Today, Britain’s canals are the ideal places to enjoy a leisurely cruise – but in the 19th century, they had a vastly different reputation. Susan Law reveals how these waterways once served as the settings for brutal acts of alcohol-fuelled violence.
One Friday night in March 1809, a working boat fully loaded with brandy, rum and 10 barrels of gunpowder travelled down the Paddington Canal on its way to the countryside, manned by a crew of four. A few miles out of London, two of the boatmen fancied a nightcap and decided to steal some of the liquor on board.
Moving quickly by the flickering candle- light of a lantern, they bored a hole in one of the gunpowder barrels by mistake. It immediately caught fire and, in the words of a newspaper reporting on the incident, “blew up with a most dreadful explosion”. The two thieves were killed in an instant, and the resulting blaze spread into a nearby field, burning down three haystacks. Incredibly, one boatman asleep in the cabin escaped unharmed, as did a lad on the towpath beside the canal. The culprits had become the victims of their own crime.
Despite its shocking outcome, the sequence of events leading up to the incident would not necessarily have been a surprise to British newspaper readers. Boatmen were notorious for their hard drinking, violence and dishonesty, as were the navigators who dug the canal network, which had been spreading since the boom years of the industrial revolution.

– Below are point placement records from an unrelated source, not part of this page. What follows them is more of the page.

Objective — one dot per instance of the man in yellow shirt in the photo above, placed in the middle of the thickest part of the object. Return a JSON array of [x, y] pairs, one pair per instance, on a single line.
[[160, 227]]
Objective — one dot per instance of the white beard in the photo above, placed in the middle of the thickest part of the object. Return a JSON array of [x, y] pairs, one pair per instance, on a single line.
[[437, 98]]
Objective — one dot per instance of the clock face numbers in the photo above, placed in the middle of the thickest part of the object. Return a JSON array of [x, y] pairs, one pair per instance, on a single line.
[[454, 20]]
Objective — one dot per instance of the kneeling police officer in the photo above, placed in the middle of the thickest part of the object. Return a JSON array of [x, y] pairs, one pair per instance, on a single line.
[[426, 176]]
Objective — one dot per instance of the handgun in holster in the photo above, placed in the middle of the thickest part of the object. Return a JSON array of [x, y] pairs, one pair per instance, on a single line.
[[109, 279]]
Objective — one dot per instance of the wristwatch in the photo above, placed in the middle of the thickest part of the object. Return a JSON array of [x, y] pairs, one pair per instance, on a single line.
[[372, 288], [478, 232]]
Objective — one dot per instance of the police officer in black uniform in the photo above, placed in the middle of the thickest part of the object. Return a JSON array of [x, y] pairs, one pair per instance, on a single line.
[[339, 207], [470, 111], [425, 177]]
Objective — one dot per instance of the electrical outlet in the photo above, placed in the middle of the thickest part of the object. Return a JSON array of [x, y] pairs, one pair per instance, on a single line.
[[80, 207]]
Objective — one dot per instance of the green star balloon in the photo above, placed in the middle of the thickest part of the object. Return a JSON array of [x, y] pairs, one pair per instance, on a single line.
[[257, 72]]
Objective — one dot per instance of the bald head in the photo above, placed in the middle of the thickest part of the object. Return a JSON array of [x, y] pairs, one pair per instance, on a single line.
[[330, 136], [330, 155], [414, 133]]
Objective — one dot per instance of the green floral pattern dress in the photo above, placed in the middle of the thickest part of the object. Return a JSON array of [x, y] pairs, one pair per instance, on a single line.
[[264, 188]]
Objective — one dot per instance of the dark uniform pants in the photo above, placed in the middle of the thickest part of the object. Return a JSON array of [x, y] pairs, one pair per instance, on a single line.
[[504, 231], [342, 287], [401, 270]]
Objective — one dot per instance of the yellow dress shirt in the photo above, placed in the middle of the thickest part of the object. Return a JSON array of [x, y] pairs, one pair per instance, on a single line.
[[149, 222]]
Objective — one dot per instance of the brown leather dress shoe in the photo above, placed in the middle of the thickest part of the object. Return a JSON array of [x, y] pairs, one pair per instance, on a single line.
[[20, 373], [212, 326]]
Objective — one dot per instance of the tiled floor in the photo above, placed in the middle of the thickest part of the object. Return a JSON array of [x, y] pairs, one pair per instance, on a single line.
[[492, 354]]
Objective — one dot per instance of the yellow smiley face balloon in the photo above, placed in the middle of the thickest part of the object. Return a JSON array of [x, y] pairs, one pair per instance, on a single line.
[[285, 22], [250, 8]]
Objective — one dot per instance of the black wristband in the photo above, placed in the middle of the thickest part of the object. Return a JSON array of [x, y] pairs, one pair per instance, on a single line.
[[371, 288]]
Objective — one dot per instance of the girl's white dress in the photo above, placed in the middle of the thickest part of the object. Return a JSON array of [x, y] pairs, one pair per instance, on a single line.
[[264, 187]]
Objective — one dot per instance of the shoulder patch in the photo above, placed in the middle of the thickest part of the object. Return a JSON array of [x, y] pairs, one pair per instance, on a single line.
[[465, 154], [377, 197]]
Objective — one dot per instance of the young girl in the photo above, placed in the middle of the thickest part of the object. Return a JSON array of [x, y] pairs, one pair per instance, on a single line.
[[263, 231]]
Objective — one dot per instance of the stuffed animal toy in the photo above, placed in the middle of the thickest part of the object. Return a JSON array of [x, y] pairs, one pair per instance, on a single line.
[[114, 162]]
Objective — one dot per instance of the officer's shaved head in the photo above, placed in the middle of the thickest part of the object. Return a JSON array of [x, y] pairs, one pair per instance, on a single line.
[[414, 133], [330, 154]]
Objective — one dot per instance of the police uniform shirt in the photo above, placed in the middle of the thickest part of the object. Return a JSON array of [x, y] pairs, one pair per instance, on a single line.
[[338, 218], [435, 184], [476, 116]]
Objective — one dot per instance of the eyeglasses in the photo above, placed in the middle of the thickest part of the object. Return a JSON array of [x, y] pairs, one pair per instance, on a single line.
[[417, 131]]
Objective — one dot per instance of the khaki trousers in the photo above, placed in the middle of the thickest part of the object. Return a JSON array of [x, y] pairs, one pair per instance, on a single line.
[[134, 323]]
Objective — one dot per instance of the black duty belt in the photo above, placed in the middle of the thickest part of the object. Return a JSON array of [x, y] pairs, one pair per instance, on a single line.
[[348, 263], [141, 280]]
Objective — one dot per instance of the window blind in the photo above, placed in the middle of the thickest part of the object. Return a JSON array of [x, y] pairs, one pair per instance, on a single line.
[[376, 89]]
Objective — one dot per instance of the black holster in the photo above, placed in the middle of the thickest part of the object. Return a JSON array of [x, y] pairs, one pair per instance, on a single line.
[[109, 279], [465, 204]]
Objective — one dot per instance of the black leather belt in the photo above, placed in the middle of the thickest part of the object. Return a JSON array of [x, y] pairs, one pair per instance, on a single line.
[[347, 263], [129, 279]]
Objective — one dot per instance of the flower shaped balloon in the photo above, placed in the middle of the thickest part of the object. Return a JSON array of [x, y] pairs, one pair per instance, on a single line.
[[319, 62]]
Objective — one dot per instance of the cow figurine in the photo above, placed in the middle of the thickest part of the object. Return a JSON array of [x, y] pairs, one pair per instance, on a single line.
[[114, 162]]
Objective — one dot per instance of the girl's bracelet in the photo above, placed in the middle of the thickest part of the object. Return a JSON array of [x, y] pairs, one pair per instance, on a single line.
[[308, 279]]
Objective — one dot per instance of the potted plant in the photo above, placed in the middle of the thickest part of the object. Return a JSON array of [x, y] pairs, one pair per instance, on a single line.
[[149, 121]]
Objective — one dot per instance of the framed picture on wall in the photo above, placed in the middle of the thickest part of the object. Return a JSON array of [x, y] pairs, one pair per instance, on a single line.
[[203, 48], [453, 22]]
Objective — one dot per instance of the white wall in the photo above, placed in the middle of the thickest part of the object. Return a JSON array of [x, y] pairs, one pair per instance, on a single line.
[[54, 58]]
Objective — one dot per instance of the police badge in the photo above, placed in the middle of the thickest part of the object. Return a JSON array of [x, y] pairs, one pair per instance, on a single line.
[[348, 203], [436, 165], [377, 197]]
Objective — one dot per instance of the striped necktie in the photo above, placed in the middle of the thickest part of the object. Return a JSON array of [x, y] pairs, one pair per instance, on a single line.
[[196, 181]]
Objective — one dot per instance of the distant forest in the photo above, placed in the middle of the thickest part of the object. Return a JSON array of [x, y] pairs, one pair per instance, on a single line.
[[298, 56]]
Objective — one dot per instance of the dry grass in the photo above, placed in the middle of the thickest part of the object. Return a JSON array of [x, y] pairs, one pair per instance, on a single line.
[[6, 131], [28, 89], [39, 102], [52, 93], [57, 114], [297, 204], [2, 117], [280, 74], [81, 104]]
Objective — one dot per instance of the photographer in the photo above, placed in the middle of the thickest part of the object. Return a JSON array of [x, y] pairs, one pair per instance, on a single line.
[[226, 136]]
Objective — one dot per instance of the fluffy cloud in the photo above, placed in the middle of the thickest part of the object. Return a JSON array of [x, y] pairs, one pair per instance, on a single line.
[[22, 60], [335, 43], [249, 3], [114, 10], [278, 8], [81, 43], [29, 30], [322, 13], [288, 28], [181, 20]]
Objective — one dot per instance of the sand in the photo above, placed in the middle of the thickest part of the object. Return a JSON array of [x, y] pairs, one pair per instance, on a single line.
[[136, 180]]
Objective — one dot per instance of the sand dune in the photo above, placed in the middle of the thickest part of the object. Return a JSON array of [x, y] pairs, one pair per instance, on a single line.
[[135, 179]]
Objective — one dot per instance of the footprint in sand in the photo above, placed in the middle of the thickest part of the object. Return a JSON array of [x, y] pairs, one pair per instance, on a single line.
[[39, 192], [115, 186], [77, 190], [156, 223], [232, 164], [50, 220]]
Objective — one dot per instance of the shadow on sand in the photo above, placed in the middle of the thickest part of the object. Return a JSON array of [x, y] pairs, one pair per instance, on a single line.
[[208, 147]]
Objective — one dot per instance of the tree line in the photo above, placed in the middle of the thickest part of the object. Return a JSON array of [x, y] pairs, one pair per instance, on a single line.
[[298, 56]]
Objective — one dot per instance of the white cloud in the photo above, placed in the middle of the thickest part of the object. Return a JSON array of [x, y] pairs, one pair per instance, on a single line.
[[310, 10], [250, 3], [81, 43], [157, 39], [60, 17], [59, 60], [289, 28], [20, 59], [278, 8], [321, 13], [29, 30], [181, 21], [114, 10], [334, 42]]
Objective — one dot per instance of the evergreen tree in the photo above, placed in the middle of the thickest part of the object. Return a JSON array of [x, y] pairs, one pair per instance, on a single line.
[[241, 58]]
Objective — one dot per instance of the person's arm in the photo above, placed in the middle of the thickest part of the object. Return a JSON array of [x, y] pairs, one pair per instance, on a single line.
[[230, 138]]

- Read more | History explorer: the rise of the canals
These vital arteries of trade had slashed transport costs by almost half, bringing manufacturers increased profits and making products cheaper for all. But this welcome new prosperity had a price, and from the earliest days, canals – aflush with plenty of goods to steal and vast quantities of alcohol to drink – attracted crime.
Finding solace in drink
In many ways, crime on the canals was symptomatic of life in 19th-century Britain, particularly for the labouring classes who endured a precarious existence of drudgery, gnawing hunger and constant dread of unemployment. Workers flocked to urban manufacturing centres, where thriving industries like the cotton trade were serviced by this sprawling, 4,000-mile network linking towns to rivers and ports, carrying essential cargoes of coal, corn, fresh fruit, pottery and all kinds of finished goods.
Working long hours to meet the relentless demands of commerce, some people found solace in drink – with disastrous consequences. In September 1838, a London bargeman named Thomas Townsend went berserk following a weekend binge with “gin and shrub cocktails” and a skinful of beer at the Noah’s Ark pub in Limehouse. At 5pm on the Sunday, he refused to pay for a pot of porter and proceeded to punch the landlord, smash several windows, and boot the policeman who came to arrest him. It ultimately took several officers to drag him outside, and he was later fined £5 for assault.
- Read more | The 18th-century craze for gin
Yet, concerns about alcohol-related violence were neither new nor limited to the waterways. Fears that members of a drunken underclass were threatening the fabric of society had been voiced centuries earlier in pamphlets such as A Monster Late Found Out and Discovered, published by London writer Richard Rawlidge in 1628.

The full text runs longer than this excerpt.